Cuando la prefecta se disponía a terminar la conversación con la madre del chico, la señora se despidió de todos, diciendo: Yo sé que algo o alguien me mostró el futuro para que estuviera lista, vivirlo de antemano para no sufrir todo lo que habría podido sufrir si no lo hubiera visto venir. Pero lo vi, y no iba a dejar que mi hijo siguiera sufriendo.
Me tomó un rato comprender que ella, igual que la madre, pensaba que él ya había hecho suficiente. Órganos en plena juventud, dijo la maestra cuya clase interrumpió la señora, al hablar con nosotros. Él estaba sano, estaba joven. No sólo va a salvar sus vidas de la muerte, los va a mantener así por mucho tiempo, dijo. Ella también lloraba.
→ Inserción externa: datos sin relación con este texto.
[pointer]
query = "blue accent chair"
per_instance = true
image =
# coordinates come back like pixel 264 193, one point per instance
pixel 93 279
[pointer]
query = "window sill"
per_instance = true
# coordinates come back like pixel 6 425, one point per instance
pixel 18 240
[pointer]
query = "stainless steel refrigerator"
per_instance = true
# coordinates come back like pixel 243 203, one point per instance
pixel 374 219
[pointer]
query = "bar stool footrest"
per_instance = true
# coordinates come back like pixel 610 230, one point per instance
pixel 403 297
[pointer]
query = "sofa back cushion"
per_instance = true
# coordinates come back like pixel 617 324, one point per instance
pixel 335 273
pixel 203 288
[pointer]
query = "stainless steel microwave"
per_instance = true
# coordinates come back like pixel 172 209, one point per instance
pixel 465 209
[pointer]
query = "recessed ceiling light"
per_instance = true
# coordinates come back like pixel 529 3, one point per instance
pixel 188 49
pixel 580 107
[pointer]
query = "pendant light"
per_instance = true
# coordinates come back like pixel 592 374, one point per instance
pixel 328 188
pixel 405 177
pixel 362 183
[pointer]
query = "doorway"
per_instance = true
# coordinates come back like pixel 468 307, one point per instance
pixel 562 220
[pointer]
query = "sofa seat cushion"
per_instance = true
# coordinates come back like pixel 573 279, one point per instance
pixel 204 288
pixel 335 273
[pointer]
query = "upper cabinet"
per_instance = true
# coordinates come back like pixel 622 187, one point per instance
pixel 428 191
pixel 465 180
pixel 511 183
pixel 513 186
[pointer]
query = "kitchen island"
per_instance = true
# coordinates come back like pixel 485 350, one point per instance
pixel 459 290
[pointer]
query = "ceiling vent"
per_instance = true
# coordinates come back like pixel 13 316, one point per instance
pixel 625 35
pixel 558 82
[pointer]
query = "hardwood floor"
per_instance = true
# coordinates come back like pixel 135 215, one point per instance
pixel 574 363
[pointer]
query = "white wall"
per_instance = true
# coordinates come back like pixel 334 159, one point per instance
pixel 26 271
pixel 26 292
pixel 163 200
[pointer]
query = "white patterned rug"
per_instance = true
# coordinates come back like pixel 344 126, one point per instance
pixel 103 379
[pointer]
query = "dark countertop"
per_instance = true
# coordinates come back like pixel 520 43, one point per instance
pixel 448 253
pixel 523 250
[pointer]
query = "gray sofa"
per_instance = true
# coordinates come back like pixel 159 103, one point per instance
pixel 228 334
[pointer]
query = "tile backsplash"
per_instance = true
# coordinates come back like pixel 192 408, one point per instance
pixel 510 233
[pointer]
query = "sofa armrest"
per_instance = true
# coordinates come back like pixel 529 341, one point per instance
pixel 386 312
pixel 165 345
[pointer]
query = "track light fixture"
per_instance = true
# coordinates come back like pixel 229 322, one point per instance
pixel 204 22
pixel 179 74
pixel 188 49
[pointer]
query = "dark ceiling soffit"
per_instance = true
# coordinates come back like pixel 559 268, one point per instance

Mis compañeros comenzaron a llorar. Todos lo hacían como si lloraran por última vez en sus vidas. Yo, junto a ellos, debí parecer tan frío y distante. Mis ojos estaban secos. Los demás me miraron extrañados. ¿Por qué no lloras?, parecían preguntarme. Y si no lo hacían, yo no pude evitar ver la pregunta en sus rostros.
Todos lloramos, pero no todos nos vemos llorar.
Pienso en el cuerpo ya sin órganos, tomando de la mano a la niña. La imagen me repele, pero no puedo apartar mis ojos. La niña sostiene la carta que dará a la madre. La imagino sonriendo. La niña se ha unido a él en mi mente como si juntos crearan un nuevo significado. Ya no creo poder recordar a Eduardo sin ella. No sé qué significa imaginarlos así, como si juntos fueran una sola cosa. Ellos jamás se conocieron, pero mi mente los reúne con facilidad. Quizá de eso se trate todo esto.
Me aterra mirar la imagen lo suficiente para comprender por qué la sigo viendo, pero sonrío tranquilo al imaginarlos sentados uno junto al otro. Él desde una banca de la escuela, ella, sentada en la cama del hospital. Los dos están en silencio. De algún modo se dan la mano, rompiendo al espacio mismo. Nada puede separarlos.
Ambos le sonríen quedamente a la muerte.
***
En este gran teatro lleno de vacío, la música resuena en todos lados, vibrante y viva. No puedo creer que alguna vez haya pensado en Eduardo como alguien invisible, mudo, aunque era tan feliz y tan joven.
Solo hasta ahora comprendo que él también hacía música.